Satisfying the prerequisites for nursing school was a challenge but Franco was determined. He began at Kings River Community College, in Reedley, CA and for the science requirement he attended West Hill College in Lemoore, CA. You see with John, anything is possible! And in June 2004 Franco graduated from Fresno City College nursing program.

I was one of two males in a class of 55 students. The number of men choosing a career in nursing has slowly increased. For example, in Oregon the percentage of men in nursing has increased three percent. “It is now more acceptable for men to become nurses and we need to get more involved,” says John.

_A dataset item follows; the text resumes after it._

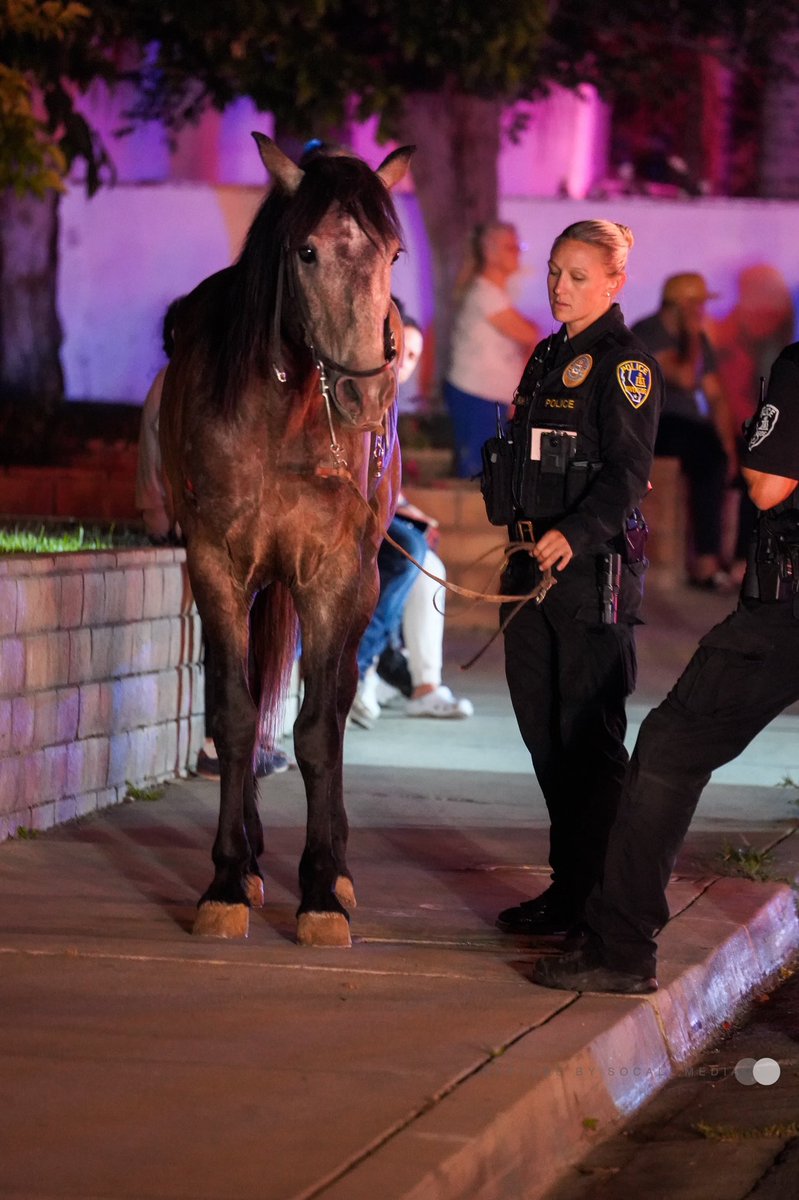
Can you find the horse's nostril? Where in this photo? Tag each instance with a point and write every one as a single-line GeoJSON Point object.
{"type": "Point", "coordinates": [352, 393]}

“As an EMT I am familiar with the hospital routine but it is my preceptor, Kristle Petty, RN who has taught me that as I care for my patients to integrate critical thinking as I apply the nursing process,” declares John. According to John, Kristle Petty, RN, is also his mentor. “She knows her stuff, and she’s very positive,” he says.

Franco currently works in the Emergency Department (ED) at Children’s Hospital in Madera.CA. He later plans to transfer to a Medical- Surgical Unit to continue to hone his organizational skills and the ability to set priorities. “This specialty has many different aspects and I can gain a lot more experience there.”

Today in health care the ability to speak and understand a language other than English is in high demand. John is bilingual. He speaks English and Spanish and this is an added plus when he provides care to patients whose primary language may be Spanish. John says that as a bilingual nurse he has an opportunity to affect patient care outcomes and that he brings new and fresh ideas to the table.

Nursing is truly one career with a thousand opportunities.